Mais en mettant à jour les problèmes qui s’attachent à cette grille de structuration, on est conduit à s’interroger de manière plus fine sur la valeur de caractérisation des dits compléments déterminatifs, sur les modalités d’apparition de cette valeur et la diversité de ses modes de réalisation. On se rend compte aussi que, posée à partir des syntagmes prépositionnels de nature nominale, et très liée aux problèmes du sens et de l’actualisation du nom, cette question va en fait au-delà de cette première catégorie. Elle s’étend d’abord au nom propre. Ainsi, tel du moins qu’il fonctionne dans la citation 28, on peut se demander si le syntagme nominal prépositionnel de Paris ne prend pas une valeur de caractérisation.

Mais elle touche aussi les autres syntagmes prépositionnels, de nature pronominale et infinitivale 213  :

  1. [Le compl. déterminatif est un dém. antécédent d’une relative] :
‘29. Mais j’aimais mieux avoir l’ air de celui qui sait que de celui qui questionne.
m. proust, À la Recherche du temps perdu, Sodome et Gomorrhe, 1922, p. 1097.’

En (d), si l’on admet la lecture avoir + l’air de celui qui..., les syntagmes pronominaux formés d’un démonstratif (à valeur générique) suivi d’une relative déterminative (celui qui sait, celui qui questionne) renvoient à un type d’individu défini par un état, un comportement. La propriété se trouve mise en avant au détriment de la personne de référence, et le complément déterminatif acquiert, là encore, une valeur prédicative.
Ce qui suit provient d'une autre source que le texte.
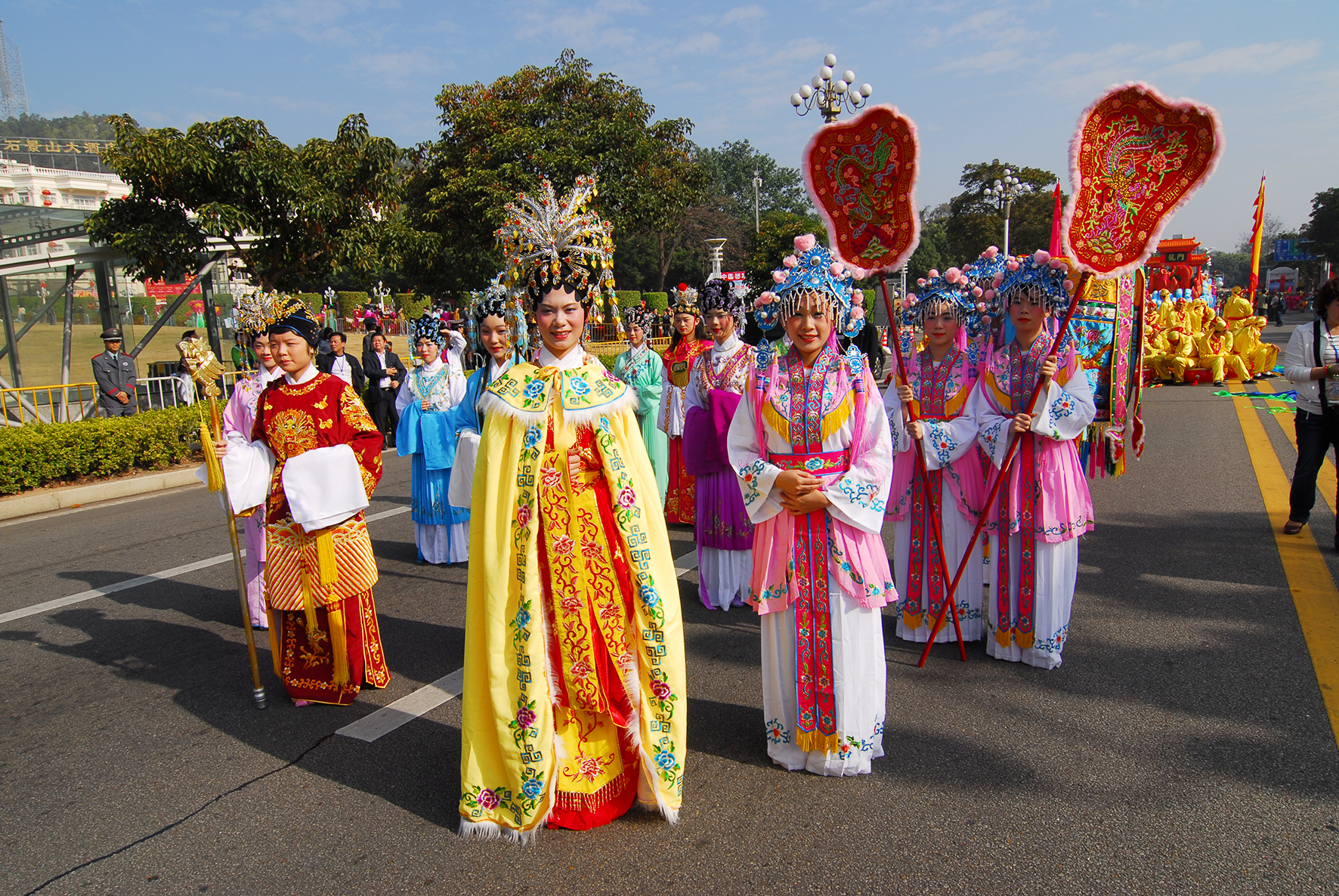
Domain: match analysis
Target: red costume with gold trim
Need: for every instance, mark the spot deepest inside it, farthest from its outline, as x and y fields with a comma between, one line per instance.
x=324, y=638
Voici maintenant, en abrégé, la sous-entrée (f) consacrée à l’infinitif :

  1. [Le compl. déterminatif est un inf.]. Je reprends toujours la typographie du TLF. :

[...]

  •  Locutions

  Un air de ne pas y toucher :

‘31. Pauliet était habile et avec son air de n’y pas toucher il avait l’art de poser les questions.
p.-j. jouve, La Scène capitale, 1935, p. 219.’

Un faux air de + inf. :

‘32. Ce secrétaire était un jeune homme d’une trentaine d’années qui, derrière son bureau moisi, se donnait un faux air de sortir des Sciences po : rasoir strict. Col dur et cravate impeccable.
r. abellio, Heureux les pacifiques, 1946, p. 165.’

[...]

  •   À + inf. :
‘34. Et lui présentant à la face une main mutilée, d’un air à épouvanter, il lui jeta le : « ton temps viendra ! » de Chenerailles.
h. pourrat, Gaspard des Montagnes, À la belle bergère, 1925, p. 71.’
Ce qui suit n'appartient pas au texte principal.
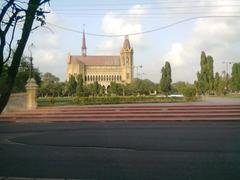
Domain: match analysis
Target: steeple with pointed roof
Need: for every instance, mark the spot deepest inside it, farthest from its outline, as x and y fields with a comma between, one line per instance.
x=126, y=44
x=84, y=47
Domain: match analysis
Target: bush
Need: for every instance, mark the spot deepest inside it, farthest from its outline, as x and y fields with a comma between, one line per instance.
x=91, y=100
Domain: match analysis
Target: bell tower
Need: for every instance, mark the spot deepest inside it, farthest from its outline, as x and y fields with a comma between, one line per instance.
x=84, y=47
x=126, y=60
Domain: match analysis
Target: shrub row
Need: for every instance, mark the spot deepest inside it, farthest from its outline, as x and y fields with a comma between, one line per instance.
x=60, y=101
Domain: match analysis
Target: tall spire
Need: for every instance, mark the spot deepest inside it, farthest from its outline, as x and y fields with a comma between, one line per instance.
x=126, y=44
x=84, y=47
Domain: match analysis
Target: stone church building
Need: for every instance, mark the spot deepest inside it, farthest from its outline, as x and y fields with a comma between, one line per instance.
x=103, y=69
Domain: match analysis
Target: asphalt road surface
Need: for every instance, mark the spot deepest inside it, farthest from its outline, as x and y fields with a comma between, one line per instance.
x=160, y=150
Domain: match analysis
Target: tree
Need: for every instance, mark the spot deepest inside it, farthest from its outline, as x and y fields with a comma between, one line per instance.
x=15, y=15
x=235, y=79
x=23, y=75
x=79, y=88
x=50, y=85
x=116, y=88
x=220, y=84
x=205, y=76
x=178, y=87
x=166, y=80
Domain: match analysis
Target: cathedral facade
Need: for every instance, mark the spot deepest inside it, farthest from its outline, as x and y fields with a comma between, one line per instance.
x=103, y=69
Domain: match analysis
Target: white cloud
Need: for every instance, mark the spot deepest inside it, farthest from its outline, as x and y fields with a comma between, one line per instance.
x=218, y=37
x=113, y=24
x=48, y=54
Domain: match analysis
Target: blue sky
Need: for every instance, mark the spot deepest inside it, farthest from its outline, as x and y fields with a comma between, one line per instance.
x=181, y=44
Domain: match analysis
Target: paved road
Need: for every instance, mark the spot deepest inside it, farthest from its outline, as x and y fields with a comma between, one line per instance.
x=163, y=150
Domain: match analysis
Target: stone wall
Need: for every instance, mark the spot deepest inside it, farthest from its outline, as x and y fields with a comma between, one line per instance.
x=17, y=102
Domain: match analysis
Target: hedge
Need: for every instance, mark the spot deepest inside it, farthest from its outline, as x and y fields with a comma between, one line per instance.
x=60, y=101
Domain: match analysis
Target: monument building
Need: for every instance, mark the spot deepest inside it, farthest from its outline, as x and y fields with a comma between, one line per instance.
x=103, y=69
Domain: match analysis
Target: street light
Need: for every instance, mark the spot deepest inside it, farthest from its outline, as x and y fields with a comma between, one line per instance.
x=139, y=66
x=31, y=59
Dans ce corpus – une fois exclue la construction avoir l’air (de) + infinitif de la citation 30 – on rencontre deux constructions, l’une avec la préposition de (31, 32), l’autre avec la préposition à (34). Deux exemples illustrent le syntagme infinitival précédé de de, l’un constitué par l’expression de ne pas y toucher, de n’y pas toucher, l’autre par le syntagme libre de sortir des Sciences po. Ce syntagme a une valeur particulière. L’infinitif ne dénote pas une action, mais un état, un résultat (sortir signifie « avoir été formé (quelque part) » (PR)). Par une sorte de métonymie (de la cause pour l’effet), il évoque les propriétés qui peuvent s’attacher à cet état. On pourrait paraphraser ainsi cette construction : « un air comme s’il sortait des Sciences po ». De ce fait, ce syntagme infinitival se rapproche d’un syntagme nominal prépositionnel du type un air d’ancien étudiant des Sciences po, et acquiert une valeur prédicative similaire. Avec le complément de n’y pas toucher, que nous avions déjà commenté, le processus de caractérisation trouve son aboutissement, du fait qu’on se trouve en présence d’une expression (le sens est fortement lexicalisé), métaphorique de surcroît – ce qui donne à ce complément un véritable statut adjectival.

Pour d’autres raisons, on peut dire la même chose de l’infinitif précédé de à, dans la citation 34 (un air à épouvanter). Dans ce type de structure (voir, par exemple, une mine à faire peur), l’infinitif prépositionnel peut commuter avec un adjectif (comme effrayant). La préposition donne à l’infinitif une valeur de conséquence, qui fait du processus qu’il contient une propriété du support nominal (l’air), que l’on peut paraphraser par « (un air) qui peut épouvanter », « (un air) tel qu’il épouvante ».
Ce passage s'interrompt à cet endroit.